Sur le plan civil, son gouvernement n'était pas non plus sans mérites ; sa gestion était probe ; il luttait tant bien que mal contre les effets dramatiquement inflationnistes de la réforme monétaire héritée de son père. Sa législation allait dans le sens d'un ordre moral inflexible, vaguement inspiré du christianisme, mais appuyé de supplices qui font songer au cauchemar d'un sadique plutôt qu'aux Béatitudes. Lui-même se donnait pour chrétien convaincu, encore qu'il attendît le dernier moment pour concrétiser la chose par le sacrement : même avec le Bon Dieu il estimait qu'on n'est jamais trop prudent. (…)
D'ailleurs, obsédé par l'unité de l'Empire, qu'il sentait jusque dans ses os, il ne se gênait pas, quand il le jugeait bon, pour intervenir de tout son poids, mais toujours de façon oblique, dans les affaires intérieures de l'Église, ou plutôt des Églises, tranchant toujours entre les diverses factions au bénéfice de la seule raison d'État. (…)

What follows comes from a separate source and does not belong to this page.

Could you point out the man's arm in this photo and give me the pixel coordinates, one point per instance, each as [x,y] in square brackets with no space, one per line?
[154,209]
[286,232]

Paradoxalement, il était plus rigoureux envers les chrétiens qui n'étaient point de sa secte qu'à l'endroit des païens, maintenant minoritaires en Orient, dès lors que ces derniers ne l'obligeaient pas à faire de la discipline. Il n'est pas sûr que Julien l'ait sur ce point exactement compris. Faux comme il n'est pas permis, mais doué de l'exacte mémoire de ses sincérités successives, capable de mentir au Bon Dieu lui-même, ne laissant jamais deviner à qui que ce soit la moindre de ses faiblesses dès lors qu'elle n'était pas feinte, ni du reste la plus fugitive de ses intentions, Constance n'était certes pas sympathique, mais c'était un grand patron.

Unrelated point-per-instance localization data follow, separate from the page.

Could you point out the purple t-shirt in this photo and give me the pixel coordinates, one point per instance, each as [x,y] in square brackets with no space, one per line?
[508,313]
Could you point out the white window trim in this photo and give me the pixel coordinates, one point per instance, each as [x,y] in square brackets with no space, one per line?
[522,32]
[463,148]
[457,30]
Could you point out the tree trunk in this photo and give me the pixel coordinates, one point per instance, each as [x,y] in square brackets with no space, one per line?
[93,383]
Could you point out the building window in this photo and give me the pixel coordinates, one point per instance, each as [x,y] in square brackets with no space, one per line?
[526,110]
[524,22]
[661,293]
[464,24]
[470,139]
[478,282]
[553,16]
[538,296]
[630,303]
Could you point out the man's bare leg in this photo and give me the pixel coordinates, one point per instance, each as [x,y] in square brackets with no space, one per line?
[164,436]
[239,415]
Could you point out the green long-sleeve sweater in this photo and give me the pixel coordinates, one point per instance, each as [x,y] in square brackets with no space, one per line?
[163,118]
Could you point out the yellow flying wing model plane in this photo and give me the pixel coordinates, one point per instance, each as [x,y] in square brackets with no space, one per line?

(Lucien Jerphagnon, Julien dit l'Apostat, Seuil, 1986)
constance II

Pour en revenir à votre demande, je ne vois donc pas clairement de quelle réalisation l'Empire romain, sinon l'Humanité toute entière (n'en demandons pas trop !), serait redevable à ce pauvre Constance. Bien qu'il ait, comme le souligne Lucien Jerphagnon, triomphé de multiples usurpateurs (Magnence, Vétranio, Népotien, Silvanus), et tenté d'imposer une législation d'inspiration chrétienne et déjà (vaguement) anti-païenne, son importance historique provient surtout de ses relations, d'abord tendues, puis franchement hostiles, avec Julien dit l'Apostat, son cousin, adversaire, puis successeur.

À mon avis, la principale réalisation dont on pourrait créditer Constance II serait donc d'avoir "lancé la carrière" du dernier vrai grand empereur romain… Mais comme il ne recula devant rien pour limiter les succès de ce Julien qu'il avait pourtant lui-même sorti de l'anonymat, la reconnaissance des talents de celui qui fut l'une des plus belles figures de l'Antiquité tardive ne peut pas non plus être portée au crédit du troisième fils de Constantin le Grand. Et puis d'ailleurs qu'importe que Constance ait "créé" Julien ou non puisque cette réalisation se solda elle aussi par un échec cuisant. Faute de temps, de bonnes volontés, d'énergie, ou de Dieu sait quoi, la tentative de rénovation religieuse, politique et économique de l'Empire romain moribond initiée par le successeur, si peu désiré, du dernier fils de Constantin échoua, et à la mort de l'empereur apostat, les jours de domination de la Rome impériale étaient comptés.